Karena EMS awalnya divalidasi
dalam bahasa Perancis, instrument tersebut tidak tersedia bagi para peneliti yang
melakukan penelitian dengan atlet berbahasa Inggris. Mengingat kualitas
psikometrik dari EMS, temuan tersebut menjadi berguna, dan penting untuk menilai
motivasi dari perspektif teoritis, sehingga diputuskan untuk memvalidasi EMS
dalam bahasa Inggris. Dalam Studi 1, EMS diterjemahkan dari Prancis ke Inggris
dengan menggunakan prosedur yang digariskan oleh Vallerand (1989). Skala versi bahasa
Inggris, Skala Motivasi Olahraga (SMS), kemudian disempurnakan oleh sampel
atlet dari berbagai cabang olahraga untuk memastikan konsistensi internal dari
tujuh sub-skala dan untuk memberikan penilaian eksplorasi dari struktur ketujuh
faktor. Selain itu, korelasi dilakukan antara tujuh subskala untuk menguji
adanya pola simpleks, dan antara tujuh sub-skala motivasi dan beberapa skala
psikologis yang mewakili motivasi dan konsekuensi untuk menilai validitas
konstruk dari subskala. Akhirnya, analisis faktor konfirmatori (dengan LISREL)
dilakukan untuk memberikan penilaian lebih lanjut dari struktur ketujuh faktor.
Kami berhipotesis bahwa hasil dari kedua studi akan mereplikasi temuan masa
lalu yang diperoleh dengan SMS versi Perancis-Kanada (EMS) dan harusnya
menunjukkan bahwa SMS merupakan pengukuran motivasi olahraga yang dapat
diandalkan dan valid.
Studi 1
Penelitian pertama memiliki
beberapa tujuan.

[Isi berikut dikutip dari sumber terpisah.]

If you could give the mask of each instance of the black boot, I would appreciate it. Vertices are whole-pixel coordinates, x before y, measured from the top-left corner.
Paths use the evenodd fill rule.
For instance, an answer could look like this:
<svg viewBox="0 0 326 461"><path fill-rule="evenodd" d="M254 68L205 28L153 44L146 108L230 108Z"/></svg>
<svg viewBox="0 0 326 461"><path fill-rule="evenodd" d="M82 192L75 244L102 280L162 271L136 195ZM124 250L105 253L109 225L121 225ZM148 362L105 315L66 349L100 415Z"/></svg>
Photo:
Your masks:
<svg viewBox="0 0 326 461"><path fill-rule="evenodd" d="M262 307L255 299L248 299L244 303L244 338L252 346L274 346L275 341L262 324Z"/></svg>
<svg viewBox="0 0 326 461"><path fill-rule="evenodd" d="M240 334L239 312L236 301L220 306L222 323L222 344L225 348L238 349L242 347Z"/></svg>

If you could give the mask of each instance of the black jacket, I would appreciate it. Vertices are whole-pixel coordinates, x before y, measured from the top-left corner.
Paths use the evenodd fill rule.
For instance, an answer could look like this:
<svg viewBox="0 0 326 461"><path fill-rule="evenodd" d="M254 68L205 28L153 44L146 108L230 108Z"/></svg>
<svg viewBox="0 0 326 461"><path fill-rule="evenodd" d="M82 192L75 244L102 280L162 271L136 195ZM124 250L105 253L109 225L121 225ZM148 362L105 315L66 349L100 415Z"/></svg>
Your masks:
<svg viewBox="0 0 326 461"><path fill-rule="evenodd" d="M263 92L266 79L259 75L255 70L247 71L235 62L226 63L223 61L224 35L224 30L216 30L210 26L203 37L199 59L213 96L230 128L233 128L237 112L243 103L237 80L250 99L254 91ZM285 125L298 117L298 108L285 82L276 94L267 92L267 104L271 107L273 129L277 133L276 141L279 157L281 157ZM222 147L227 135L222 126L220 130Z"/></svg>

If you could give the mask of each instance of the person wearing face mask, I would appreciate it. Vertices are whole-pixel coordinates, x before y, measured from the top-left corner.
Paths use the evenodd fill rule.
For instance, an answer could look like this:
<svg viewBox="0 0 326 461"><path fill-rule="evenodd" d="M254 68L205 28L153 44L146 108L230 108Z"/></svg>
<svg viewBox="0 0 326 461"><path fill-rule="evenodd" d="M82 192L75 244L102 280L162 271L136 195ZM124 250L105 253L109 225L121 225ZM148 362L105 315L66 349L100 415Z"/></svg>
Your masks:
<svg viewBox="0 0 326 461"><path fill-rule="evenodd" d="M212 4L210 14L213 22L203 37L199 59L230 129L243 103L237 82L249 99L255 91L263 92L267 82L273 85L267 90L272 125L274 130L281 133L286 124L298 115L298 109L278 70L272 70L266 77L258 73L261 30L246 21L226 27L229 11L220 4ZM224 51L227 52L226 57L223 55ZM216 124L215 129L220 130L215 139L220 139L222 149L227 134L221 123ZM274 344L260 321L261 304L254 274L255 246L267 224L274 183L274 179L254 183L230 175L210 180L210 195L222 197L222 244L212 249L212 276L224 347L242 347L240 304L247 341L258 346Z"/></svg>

Tujuan pertama adalah menerjemahkan EMS ke dalam bahasa
Inggris sesuai prosedur penerjemahan yang memadai. Tujuan kedua adalah menguji
struktur faktor SMS melalui analisis faktor konfirmatori (CFA) dengan LISREL 7.
Tujuan ketiga adalah menilai konsistensi internal dari tujuh sub-skala. Tujuan
keempat adalah menilai validitas konstruk dari skala tersebut. Untuk mencapai hal
ini, korelasi antara tujuh subskala dilakukan untuk menguji adanya kontinum
penentuan nasib sendiri (Deci & Ryan, 1985; Ryan & Connell, 1989).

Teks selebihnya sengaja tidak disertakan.